扉の開閉スイッチを触ると薄明るい陽の光が差し込む巨大格納庫であった。格納庫の天井から地上までの岩盤の厚さは百メートルほどあるようにユウは感じた。
ペイバックの機体のノズルから発せられた物か、辺りには焦げ臭い臭いが充満していた。
「オートメタビースト!」
ユウは固定台に固定された二機の二足歩行兵器を見た。
「ううん、戦闘兵器……手前のが機動騎兵ナンバー八型遠距離攻撃支援型『リカオン』、この機体モデルのデータが君たちの『セーブルフェネック』開発につながっていった」
「似ているなんてものじゃない……セーブルに翼が生えただけのように見える」
白い翼をもつもう一機は、シルバーにシルエットが酷似していた。
「そして、これが僕の……僕の……」
それまで努めて冷静な声を保っていたニックは、その猫と鳥が融合した神の化身のような機体を見るや言葉をつまらせ、冷たい床に跪き、悔しそうに嗚咽した。
第三楽章 (十三)
霧の街のゴブは今日も花で埋められた墓に機械人形を伴って足を運んでいる。

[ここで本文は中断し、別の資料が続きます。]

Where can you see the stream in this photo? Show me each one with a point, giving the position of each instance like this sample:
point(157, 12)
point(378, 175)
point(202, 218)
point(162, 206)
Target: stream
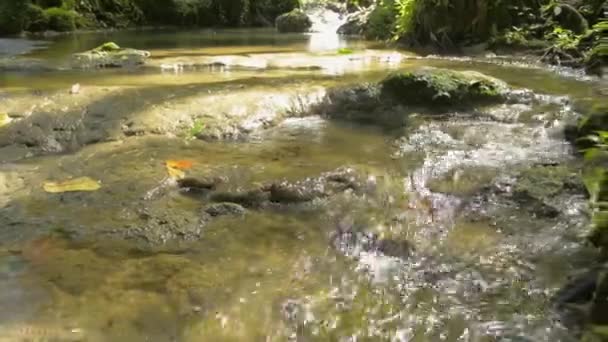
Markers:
point(454, 227)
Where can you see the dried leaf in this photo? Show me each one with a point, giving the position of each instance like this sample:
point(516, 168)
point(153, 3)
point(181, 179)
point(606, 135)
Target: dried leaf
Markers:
point(77, 184)
point(179, 164)
point(4, 119)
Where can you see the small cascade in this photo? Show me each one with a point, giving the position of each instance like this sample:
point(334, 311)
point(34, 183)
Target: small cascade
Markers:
point(325, 24)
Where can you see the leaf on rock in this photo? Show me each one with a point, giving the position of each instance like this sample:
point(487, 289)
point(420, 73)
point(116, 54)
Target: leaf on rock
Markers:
point(72, 185)
point(4, 119)
point(175, 168)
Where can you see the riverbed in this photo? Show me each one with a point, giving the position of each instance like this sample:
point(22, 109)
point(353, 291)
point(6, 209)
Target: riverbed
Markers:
point(460, 226)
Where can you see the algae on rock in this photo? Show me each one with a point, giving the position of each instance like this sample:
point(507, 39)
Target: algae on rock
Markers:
point(109, 55)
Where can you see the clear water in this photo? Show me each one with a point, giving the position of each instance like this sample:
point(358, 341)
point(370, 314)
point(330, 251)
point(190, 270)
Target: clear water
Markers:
point(68, 273)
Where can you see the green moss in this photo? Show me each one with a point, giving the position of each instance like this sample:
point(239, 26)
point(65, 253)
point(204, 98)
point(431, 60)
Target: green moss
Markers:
point(434, 86)
point(60, 19)
point(294, 21)
point(12, 16)
point(381, 20)
point(463, 182)
point(36, 19)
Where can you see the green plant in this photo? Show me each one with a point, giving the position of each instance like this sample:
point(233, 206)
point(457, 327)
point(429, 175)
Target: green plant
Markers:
point(596, 181)
point(563, 38)
point(197, 128)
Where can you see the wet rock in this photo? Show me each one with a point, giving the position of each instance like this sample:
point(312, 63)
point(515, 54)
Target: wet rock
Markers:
point(224, 209)
point(361, 103)
point(426, 90)
point(250, 199)
point(395, 248)
point(294, 21)
point(286, 192)
point(109, 55)
point(436, 87)
point(356, 23)
point(543, 190)
point(596, 120)
point(353, 241)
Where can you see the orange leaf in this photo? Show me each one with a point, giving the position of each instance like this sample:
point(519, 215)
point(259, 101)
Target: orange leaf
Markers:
point(179, 164)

今日も花弁には霧の水滴が大きな粒となり、紫色の花をわずかにうつむかせていた。
「ゴブ様、ゴブ様ぁ!」
その日は陽も昇らないうちから玩具のような機械人形がいつにも増して賑やかであった。普段は数体の人形しか、後についてこないのだが、その日は故障しかけた人形も全てゴブの後を追って丘に登ってきていた。

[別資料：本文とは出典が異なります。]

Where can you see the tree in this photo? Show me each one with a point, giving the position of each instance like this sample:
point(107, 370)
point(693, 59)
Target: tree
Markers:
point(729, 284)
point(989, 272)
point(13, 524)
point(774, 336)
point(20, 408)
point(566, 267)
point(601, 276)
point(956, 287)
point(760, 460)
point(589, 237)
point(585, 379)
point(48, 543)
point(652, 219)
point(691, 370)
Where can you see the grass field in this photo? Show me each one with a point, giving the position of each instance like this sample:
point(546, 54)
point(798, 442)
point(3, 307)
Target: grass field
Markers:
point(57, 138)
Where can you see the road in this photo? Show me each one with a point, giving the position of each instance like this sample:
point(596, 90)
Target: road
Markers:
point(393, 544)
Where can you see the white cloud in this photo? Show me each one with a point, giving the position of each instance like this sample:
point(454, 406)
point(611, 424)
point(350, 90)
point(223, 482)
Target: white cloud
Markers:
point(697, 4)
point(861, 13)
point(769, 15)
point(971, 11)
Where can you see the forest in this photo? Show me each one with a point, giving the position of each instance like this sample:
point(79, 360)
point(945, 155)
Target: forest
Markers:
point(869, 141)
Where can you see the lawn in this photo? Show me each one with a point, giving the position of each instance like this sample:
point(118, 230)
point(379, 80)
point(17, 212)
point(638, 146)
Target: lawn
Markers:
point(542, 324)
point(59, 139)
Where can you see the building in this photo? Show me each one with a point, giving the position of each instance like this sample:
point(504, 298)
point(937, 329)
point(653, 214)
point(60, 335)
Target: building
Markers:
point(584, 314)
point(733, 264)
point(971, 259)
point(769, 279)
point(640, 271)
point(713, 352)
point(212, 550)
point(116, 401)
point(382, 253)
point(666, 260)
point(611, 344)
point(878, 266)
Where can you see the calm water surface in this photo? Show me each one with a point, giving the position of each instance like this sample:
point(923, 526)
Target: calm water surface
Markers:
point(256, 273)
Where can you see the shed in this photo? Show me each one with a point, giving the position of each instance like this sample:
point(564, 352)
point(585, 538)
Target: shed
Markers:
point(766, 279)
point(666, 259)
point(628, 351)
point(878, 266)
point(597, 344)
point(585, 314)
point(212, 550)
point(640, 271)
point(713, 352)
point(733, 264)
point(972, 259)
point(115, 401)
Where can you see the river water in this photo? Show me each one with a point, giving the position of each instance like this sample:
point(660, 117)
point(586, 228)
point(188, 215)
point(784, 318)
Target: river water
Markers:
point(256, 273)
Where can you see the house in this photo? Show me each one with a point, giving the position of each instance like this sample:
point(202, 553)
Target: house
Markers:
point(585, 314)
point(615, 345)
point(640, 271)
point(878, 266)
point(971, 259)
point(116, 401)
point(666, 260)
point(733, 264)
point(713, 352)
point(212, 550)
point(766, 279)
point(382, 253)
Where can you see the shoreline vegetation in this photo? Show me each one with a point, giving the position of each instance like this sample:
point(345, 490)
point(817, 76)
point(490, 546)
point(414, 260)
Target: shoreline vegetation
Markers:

「お前たち、随分騒々しいじゃないか、雷雲でも近付いているのか?」
「ううん、もっとすごいのがみんなを呼んでいます」
熊のぬいぐるみのような姿をした人形は、カチャカチャ両手を振り回しながら言った。
「すごいって?何がだ?」
「神様です、眠っていた神様の声が聞こえます」
ゴブの街の地下には、壊れた前時代の人型兵器が朽ちたまま放置されている。人形らはその腐食した金属の塊を『神様』と呼んでいた。
「眠っていた友達が空を飛ぶそうです?」
「友達?」
ゴブが見上げた空はいつものように霧で包み隠されている。
「お前達プログラムの誤作動をおこしたか?わかった、今から家に戻ってメンテナンスをしてあげよう」
ゴブは習慣になっている墓への祈りを早々に切り上げ、石段を下っていこうとした。
「何の音だ?」
聞き慣れない初めはごく小さかった音が、次第に空一杯に広がっていった。音の輪郭がはっきりとなるにつれ、機械人形達は興奮のビープ音を鳴らし、身体に埋め込まれたカラーライトを点滅させた。

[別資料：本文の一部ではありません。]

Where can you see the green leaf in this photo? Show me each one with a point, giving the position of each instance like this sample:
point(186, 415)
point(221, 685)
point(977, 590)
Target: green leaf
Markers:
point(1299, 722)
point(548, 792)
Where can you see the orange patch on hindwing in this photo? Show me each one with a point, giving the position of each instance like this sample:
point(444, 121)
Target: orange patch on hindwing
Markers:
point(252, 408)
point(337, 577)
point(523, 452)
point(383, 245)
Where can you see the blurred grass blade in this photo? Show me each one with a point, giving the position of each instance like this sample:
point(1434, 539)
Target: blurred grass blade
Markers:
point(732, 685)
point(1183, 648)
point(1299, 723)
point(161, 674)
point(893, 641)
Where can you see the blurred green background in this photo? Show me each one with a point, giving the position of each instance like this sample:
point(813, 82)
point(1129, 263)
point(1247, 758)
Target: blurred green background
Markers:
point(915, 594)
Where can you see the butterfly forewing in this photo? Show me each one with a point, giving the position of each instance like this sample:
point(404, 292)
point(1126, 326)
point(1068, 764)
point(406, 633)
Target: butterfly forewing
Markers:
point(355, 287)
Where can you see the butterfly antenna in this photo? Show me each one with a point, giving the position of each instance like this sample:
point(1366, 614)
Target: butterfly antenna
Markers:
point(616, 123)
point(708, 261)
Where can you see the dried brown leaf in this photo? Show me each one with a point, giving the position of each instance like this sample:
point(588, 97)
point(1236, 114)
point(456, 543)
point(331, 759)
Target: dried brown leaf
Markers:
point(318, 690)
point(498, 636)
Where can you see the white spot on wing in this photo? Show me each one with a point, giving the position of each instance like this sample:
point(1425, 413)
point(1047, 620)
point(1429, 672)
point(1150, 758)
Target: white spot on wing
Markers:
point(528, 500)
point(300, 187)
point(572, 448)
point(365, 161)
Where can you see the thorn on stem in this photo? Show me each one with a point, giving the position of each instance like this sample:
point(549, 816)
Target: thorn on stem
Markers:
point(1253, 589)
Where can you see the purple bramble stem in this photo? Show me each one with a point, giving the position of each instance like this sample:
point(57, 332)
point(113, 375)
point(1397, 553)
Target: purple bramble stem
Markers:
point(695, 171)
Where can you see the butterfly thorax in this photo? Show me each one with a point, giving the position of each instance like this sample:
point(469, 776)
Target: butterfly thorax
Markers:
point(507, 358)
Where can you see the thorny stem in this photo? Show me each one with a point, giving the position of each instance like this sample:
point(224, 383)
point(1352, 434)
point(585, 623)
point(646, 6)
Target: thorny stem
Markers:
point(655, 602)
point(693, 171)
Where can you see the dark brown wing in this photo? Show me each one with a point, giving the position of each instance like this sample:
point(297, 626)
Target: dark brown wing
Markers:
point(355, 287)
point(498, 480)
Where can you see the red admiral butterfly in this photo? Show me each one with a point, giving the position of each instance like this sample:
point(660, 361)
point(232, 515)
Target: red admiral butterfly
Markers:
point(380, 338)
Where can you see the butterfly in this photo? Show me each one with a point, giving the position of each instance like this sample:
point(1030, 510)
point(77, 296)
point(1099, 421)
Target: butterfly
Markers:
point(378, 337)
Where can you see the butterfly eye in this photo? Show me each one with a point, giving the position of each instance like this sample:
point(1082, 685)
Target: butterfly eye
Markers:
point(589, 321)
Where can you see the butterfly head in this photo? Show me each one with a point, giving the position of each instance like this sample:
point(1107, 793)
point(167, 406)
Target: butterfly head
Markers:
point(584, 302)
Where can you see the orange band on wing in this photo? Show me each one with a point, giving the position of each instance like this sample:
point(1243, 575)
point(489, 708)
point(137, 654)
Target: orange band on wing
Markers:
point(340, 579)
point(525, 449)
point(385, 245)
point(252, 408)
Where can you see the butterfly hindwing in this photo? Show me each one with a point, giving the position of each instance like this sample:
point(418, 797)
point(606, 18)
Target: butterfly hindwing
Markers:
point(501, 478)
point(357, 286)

「ゴブ様、飛び立ちます!私たちには聞こえます、目覚めの歌声が!」
轟音が霧の街の上空を見たことも聞いたこともない速さで過ぎていく。
「何だ、何の音なのだ?お前たち!」
「大昔の昔、みんなを助けてくれた神様の歌声です」
「神様とは何なんだ?」
「それは……」
機械人形たちは興奮して何かを答えたのだが、轟音の中に全ての言葉は溶けた。
「フウロ……お前たちは大丈夫なのだろうか?」
音が遙か遠くに聞こえなくなるまでゴブと機械人形はその場に立ちつくしていた。
第三楽章 (十四)
愚者山脈の北から東側にかけての尾根の岩肌に、融けることのない雪がまだら模様を描いている。それまでの乾いた風が一変し、爽やかな涼風がフウロの伸びてきた髪を優しく愛でた。遠くの眼下に広がる森や湖沼のきらめきが、フウロはとてもまぶしく感じた。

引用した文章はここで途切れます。